From 1999 to 2009, the CGM Focus Fund managed by Ken Heebner produced a compounded return of 18% per annum. However, during that decade the fund’s average investor lost 11%, according to a recent study. How could that possibly happen? Most investors bought the fund after periods of strong performance and sold the fund when performance was down. Meanwhile, Ken Heebner stuck to his knitting and did great work. Sadly, most of the investors in the fund were not helped by his efforts. If this sounds like a familiar tale, it is because of investors’ increasing lack of patience.
Imagine an investment opportunity that will beat the market by 10% every year on average over the next 10 years. Here is the catch: you will have to “pay” for the outperformance with psychological pain. There will be several years of underperformance mixed into that 10-year period. “No big deal,” you might say now. In practice, however, most investors cannot stomach the pain once it moves from theoretical possibility to their actual brokerage statement. They reach their pain threshold and sell at just the wrong time, when things feel worst, eventually to buy back well after an optimal entry point.
Investors suffer from several critical psychological biases. Regret avoidance, known more commonly as fear of missing out, is one of the worst. This psychological bias manifests itself in trading turnover, and is apparently getting worse among investors. Investors are holding stocks for less and less time as the graph below shows.

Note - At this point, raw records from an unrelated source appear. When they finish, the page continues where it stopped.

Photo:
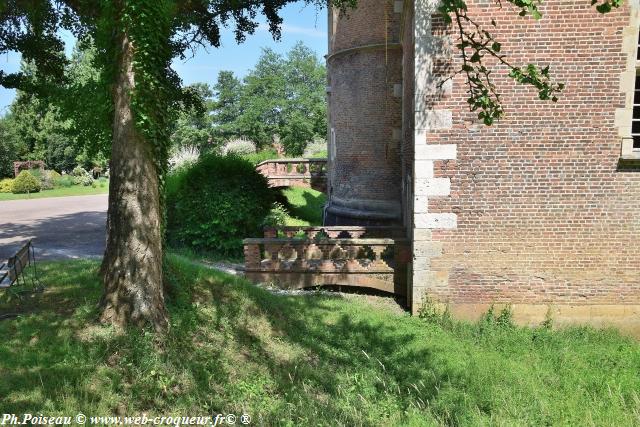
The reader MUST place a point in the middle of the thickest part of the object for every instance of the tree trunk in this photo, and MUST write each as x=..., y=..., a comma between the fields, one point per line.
x=132, y=265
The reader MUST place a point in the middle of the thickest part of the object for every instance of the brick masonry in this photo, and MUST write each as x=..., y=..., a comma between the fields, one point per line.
x=536, y=211
x=365, y=123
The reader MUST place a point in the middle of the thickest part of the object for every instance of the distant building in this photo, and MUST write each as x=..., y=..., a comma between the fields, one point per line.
x=541, y=210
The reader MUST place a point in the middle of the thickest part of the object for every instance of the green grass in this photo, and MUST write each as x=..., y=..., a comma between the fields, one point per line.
x=305, y=206
x=311, y=360
x=261, y=156
x=74, y=190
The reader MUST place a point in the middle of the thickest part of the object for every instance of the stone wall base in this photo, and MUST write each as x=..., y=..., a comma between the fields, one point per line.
x=625, y=318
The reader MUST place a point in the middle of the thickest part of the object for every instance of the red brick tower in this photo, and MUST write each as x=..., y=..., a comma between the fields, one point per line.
x=365, y=115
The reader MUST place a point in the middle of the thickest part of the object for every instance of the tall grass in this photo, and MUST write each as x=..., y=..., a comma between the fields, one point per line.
x=314, y=359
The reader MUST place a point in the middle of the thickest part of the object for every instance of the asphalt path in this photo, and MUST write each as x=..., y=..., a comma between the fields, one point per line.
x=60, y=227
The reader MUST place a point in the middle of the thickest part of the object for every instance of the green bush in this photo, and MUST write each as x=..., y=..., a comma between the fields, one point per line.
x=216, y=203
x=81, y=177
x=64, y=181
x=6, y=185
x=79, y=171
x=48, y=179
x=25, y=182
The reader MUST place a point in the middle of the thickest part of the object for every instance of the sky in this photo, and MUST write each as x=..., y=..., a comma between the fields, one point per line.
x=301, y=23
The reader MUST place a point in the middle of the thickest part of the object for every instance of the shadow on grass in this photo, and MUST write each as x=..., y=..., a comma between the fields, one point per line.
x=311, y=359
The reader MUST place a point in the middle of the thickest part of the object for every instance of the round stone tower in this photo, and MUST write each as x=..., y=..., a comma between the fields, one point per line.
x=364, y=67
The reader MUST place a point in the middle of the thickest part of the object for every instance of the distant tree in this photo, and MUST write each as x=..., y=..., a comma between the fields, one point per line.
x=193, y=126
x=284, y=96
x=262, y=99
x=136, y=41
x=12, y=147
x=226, y=107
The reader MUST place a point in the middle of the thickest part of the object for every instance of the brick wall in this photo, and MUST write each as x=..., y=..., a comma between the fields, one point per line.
x=545, y=213
x=364, y=68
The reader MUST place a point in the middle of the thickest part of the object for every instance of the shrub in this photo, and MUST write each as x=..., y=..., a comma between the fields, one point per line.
x=79, y=171
x=277, y=217
x=25, y=182
x=239, y=146
x=316, y=148
x=6, y=185
x=216, y=203
x=184, y=156
x=86, y=180
x=48, y=179
x=64, y=181
x=81, y=177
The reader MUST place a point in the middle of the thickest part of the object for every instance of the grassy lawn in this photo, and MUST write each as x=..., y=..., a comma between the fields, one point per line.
x=312, y=359
x=305, y=206
x=74, y=190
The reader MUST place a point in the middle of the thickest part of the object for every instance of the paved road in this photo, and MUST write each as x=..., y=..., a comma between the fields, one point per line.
x=61, y=227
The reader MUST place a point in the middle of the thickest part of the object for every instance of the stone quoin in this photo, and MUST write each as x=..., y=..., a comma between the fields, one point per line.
x=540, y=211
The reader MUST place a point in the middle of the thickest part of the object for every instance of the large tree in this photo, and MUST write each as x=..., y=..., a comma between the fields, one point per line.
x=135, y=43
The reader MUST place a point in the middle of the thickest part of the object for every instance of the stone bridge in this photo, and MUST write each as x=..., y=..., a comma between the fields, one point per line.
x=307, y=173
x=303, y=257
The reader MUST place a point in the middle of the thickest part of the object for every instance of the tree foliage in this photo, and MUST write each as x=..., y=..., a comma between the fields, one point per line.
x=282, y=96
x=477, y=47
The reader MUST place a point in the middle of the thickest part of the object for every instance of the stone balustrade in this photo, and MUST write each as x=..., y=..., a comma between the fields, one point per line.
x=296, y=263
x=308, y=173
x=335, y=232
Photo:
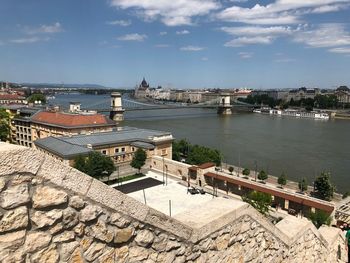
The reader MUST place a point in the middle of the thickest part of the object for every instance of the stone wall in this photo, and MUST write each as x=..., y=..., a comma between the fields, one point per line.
x=174, y=168
x=53, y=213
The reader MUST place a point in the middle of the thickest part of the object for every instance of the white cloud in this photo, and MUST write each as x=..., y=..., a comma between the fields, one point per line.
x=325, y=35
x=162, y=45
x=44, y=29
x=119, y=23
x=182, y=32
x=191, y=48
x=280, y=11
x=242, y=41
x=247, y=35
x=245, y=55
x=340, y=50
x=284, y=60
x=257, y=30
x=133, y=37
x=171, y=13
x=29, y=40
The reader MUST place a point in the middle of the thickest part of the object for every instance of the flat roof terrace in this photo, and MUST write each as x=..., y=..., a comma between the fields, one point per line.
x=184, y=206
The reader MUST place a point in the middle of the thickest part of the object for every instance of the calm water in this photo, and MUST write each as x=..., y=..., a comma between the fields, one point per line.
x=298, y=147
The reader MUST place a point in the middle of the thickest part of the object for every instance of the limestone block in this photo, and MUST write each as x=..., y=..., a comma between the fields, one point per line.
x=14, y=219
x=46, y=196
x=118, y=220
x=94, y=251
x=123, y=235
x=172, y=244
x=89, y=213
x=18, y=159
x=101, y=232
x=137, y=254
x=79, y=229
x=12, y=240
x=36, y=241
x=76, y=202
x=56, y=228
x=14, y=196
x=67, y=250
x=47, y=255
x=66, y=236
x=43, y=219
x=121, y=253
x=2, y=184
x=70, y=218
x=76, y=257
x=144, y=238
x=160, y=242
x=107, y=256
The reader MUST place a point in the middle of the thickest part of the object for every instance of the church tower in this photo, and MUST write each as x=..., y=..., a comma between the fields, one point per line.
x=117, y=111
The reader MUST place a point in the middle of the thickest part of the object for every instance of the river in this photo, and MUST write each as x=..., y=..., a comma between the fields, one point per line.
x=297, y=147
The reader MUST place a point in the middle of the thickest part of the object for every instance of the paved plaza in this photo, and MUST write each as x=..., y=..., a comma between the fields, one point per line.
x=158, y=197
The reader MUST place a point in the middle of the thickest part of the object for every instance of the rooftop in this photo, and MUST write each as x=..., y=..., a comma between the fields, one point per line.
x=70, y=146
x=69, y=120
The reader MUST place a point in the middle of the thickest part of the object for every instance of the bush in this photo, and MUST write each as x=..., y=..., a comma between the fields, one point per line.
x=262, y=175
x=95, y=164
x=246, y=172
x=324, y=187
x=230, y=169
x=282, y=180
x=260, y=201
x=302, y=185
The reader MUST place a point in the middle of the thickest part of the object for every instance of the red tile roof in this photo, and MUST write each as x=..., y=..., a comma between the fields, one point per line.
x=206, y=165
x=11, y=97
x=71, y=120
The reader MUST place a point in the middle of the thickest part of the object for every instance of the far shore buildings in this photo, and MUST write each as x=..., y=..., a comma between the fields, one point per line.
x=119, y=144
x=47, y=123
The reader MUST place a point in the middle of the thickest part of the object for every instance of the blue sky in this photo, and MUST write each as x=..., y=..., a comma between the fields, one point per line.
x=177, y=43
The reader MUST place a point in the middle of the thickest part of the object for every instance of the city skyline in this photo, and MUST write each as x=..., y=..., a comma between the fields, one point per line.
x=181, y=44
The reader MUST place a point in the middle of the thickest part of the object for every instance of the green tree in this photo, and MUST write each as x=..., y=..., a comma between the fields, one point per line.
x=200, y=154
x=324, y=187
x=4, y=125
x=282, y=180
x=139, y=159
x=230, y=169
x=95, y=164
x=260, y=201
x=320, y=218
x=37, y=97
x=246, y=172
x=180, y=149
x=302, y=185
x=262, y=175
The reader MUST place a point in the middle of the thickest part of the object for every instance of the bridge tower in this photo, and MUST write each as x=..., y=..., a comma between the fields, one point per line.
x=225, y=107
x=117, y=111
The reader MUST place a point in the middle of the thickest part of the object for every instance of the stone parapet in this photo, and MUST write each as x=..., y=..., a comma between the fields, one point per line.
x=50, y=212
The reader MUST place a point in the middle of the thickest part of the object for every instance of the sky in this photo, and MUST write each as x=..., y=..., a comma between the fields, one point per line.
x=180, y=44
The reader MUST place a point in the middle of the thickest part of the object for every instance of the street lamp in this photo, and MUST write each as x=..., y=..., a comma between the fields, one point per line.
x=256, y=169
x=104, y=173
x=163, y=169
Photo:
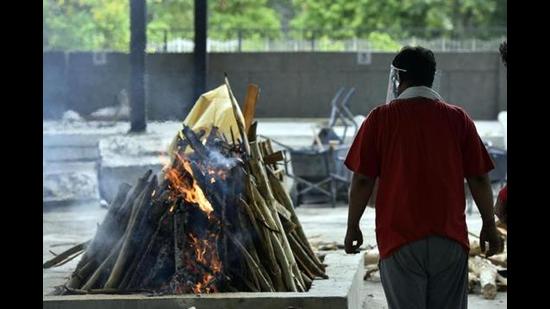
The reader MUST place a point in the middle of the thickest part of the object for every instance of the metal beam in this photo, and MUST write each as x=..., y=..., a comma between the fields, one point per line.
x=200, y=59
x=138, y=40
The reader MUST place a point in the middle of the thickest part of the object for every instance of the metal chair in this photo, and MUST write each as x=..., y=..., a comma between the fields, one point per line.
x=315, y=170
x=340, y=112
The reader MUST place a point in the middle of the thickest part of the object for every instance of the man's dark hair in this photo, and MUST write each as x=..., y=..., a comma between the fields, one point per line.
x=503, y=49
x=419, y=63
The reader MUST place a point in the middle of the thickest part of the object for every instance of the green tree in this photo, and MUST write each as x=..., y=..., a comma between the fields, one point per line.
x=226, y=17
x=341, y=19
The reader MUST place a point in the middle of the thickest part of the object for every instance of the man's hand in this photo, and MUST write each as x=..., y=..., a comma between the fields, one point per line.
x=354, y=240
x=489, y=234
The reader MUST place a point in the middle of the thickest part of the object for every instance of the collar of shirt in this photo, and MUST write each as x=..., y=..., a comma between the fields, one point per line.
x=420, y=91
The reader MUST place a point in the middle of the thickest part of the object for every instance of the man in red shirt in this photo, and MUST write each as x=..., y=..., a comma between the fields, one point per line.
x=501, y=207
x=420, y=149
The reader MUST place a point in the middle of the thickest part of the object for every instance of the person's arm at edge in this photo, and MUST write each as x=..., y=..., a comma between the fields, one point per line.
x=359, y=194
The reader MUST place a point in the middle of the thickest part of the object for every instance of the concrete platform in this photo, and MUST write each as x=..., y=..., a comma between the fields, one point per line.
x=340, y=291
x=123, y=157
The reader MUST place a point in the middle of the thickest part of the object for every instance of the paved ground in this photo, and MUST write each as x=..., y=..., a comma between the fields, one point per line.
x=66, y=226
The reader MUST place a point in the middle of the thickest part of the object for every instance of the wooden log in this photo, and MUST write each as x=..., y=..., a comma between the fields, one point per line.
x=252, y=131
x=487, y=276
x=499, y=259
x=143, y=258
x=58, y=259
x=237, y=114
x=79, y=276
x=286, y=268
x=108, y=232
x=304, y=268
x=473, y=281
x=250, y=101
x=307, y=281
x=195, y=143
x=261, y=278
x=299, y=284
x=284, y=199
x=103, y=267
x=372, y=256
x=126, y=250
x=305, y=258
x=151, y=251
x=274, y=158
x=249, y=244
x=267, y=250
x=267, y=203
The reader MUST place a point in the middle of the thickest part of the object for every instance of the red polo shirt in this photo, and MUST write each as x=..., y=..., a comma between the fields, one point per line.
x=421, y=150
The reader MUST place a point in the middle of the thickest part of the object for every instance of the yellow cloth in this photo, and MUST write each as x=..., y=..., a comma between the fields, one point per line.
x=213, y=108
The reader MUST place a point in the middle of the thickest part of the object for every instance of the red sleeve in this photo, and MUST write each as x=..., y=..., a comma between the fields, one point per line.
x=363, y=157
x=475, y=158
x=503, y=195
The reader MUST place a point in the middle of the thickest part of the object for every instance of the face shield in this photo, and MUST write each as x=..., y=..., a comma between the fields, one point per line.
x=393, y=83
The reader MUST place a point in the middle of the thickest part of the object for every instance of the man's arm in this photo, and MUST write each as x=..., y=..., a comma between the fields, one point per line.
x=480, y=186
x=359, y=194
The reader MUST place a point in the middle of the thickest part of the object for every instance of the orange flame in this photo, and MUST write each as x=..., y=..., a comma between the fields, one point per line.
x=188, y=187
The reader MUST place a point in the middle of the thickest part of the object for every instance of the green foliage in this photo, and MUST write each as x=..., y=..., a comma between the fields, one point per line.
x=104, y=24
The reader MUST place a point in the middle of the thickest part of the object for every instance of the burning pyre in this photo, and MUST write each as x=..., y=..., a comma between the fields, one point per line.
x=218, y=221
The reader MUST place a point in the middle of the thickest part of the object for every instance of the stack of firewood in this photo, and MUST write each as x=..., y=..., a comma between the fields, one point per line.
x=484, y=276
x=216, y=219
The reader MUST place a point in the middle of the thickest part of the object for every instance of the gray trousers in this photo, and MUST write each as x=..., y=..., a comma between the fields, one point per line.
x=431, y=273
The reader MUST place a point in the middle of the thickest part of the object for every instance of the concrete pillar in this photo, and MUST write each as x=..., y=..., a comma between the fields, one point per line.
x=138, y=40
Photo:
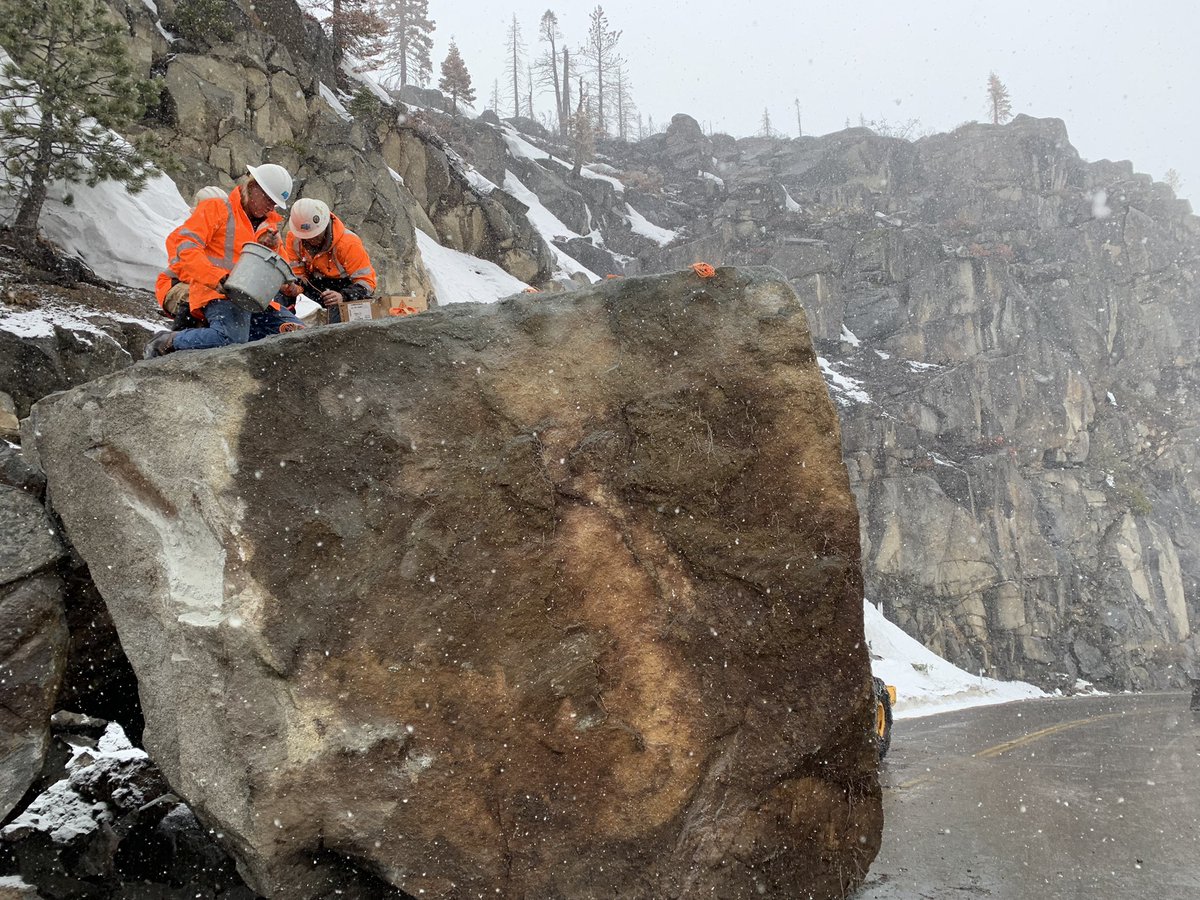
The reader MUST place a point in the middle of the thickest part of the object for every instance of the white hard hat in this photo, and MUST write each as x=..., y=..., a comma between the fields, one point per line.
x=275, y=180
x=209, y=193
x=310, y=217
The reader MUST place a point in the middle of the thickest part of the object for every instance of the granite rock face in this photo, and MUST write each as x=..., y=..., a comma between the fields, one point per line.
x=1019, y=331
x=556, y=597
x=33, y=640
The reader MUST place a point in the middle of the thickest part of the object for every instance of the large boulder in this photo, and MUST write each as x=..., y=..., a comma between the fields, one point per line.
x=558, y=597
x=33, y=640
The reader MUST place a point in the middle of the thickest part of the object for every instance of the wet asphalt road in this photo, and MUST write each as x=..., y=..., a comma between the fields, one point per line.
x=1080, y=798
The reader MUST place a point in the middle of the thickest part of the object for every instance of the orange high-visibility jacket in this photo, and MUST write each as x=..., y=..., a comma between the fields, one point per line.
x=165, y=282
x=346, y=257
x=204, y=249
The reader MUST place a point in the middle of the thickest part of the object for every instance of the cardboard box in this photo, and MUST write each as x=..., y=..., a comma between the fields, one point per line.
x=418, y=303
x=381, y=307
x=363, y=310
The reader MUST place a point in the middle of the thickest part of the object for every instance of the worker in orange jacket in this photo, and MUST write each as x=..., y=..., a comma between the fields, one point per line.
x=168, y=289
x=328, y=256
x=204, y=250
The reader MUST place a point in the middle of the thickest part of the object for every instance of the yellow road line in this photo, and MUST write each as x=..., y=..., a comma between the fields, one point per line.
x=1037, y=735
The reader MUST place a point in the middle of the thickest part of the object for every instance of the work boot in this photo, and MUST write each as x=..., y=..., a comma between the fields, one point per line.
x=160, y=345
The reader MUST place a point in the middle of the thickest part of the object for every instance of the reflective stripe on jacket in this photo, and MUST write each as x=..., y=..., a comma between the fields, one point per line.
x=205, y=247
x=345, y=258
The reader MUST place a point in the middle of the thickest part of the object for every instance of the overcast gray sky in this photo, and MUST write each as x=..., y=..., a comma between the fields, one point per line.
x=1122, y=75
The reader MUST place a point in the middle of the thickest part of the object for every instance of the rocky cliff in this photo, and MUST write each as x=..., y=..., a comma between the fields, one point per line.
x=528, y=618
x=1012, y=336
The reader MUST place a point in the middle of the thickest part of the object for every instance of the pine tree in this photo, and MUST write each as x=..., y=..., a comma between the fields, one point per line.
x=69, y=85
x=547, y=65
x=567, y=91
x=456, y=79
x=625, y=106
x=583, y=132
x=997, y=100
x=766, y=129
x=601, y=60
x=354, y=27
x=516, y=54
x=409, y=41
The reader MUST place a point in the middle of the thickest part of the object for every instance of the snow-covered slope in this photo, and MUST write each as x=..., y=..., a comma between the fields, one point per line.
x=462, y=279
x=925, y=683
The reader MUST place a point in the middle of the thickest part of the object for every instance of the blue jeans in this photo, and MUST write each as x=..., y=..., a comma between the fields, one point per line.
x=232, y=324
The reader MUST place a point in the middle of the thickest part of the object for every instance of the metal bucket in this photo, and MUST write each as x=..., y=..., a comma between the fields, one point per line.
x=257, y=277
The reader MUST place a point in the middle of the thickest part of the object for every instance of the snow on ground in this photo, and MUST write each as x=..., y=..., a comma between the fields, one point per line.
x=358, y=70
x=64, y=811
x=549, y=226
x=120, y=235
x=789, y=203
x=546, y=222
x=925, y=683
x=521, y=148
x=599, y=172
x=42, y=321
x=334, y=102
x=844, y=388
x=477, y=180
x=645, y=227
x=463, y=279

In days gone by, investors were just as vulnerable to regret avoidance as today. However, with 24/7 availability of real-time information and constant focus on the indices, the grass can look greener much more often, simply by frequent comparison. Investors are constantly jumping in and out to try to not miss the latest or hottest opportunity, and tend to feel disappointed when they miss out on potential gains. Investment cycles and fads often change. The winners exercise patience and conviction whereas those who chase the fads and enter late end up constantly chasing the previous years’ winners to no avail. Denver Investments believes in holding stocks for a period of time that tracks improving corporate performance, something that is usually measured in years, not months. Indeed, it appears as if “investors” these days are acting more like traders.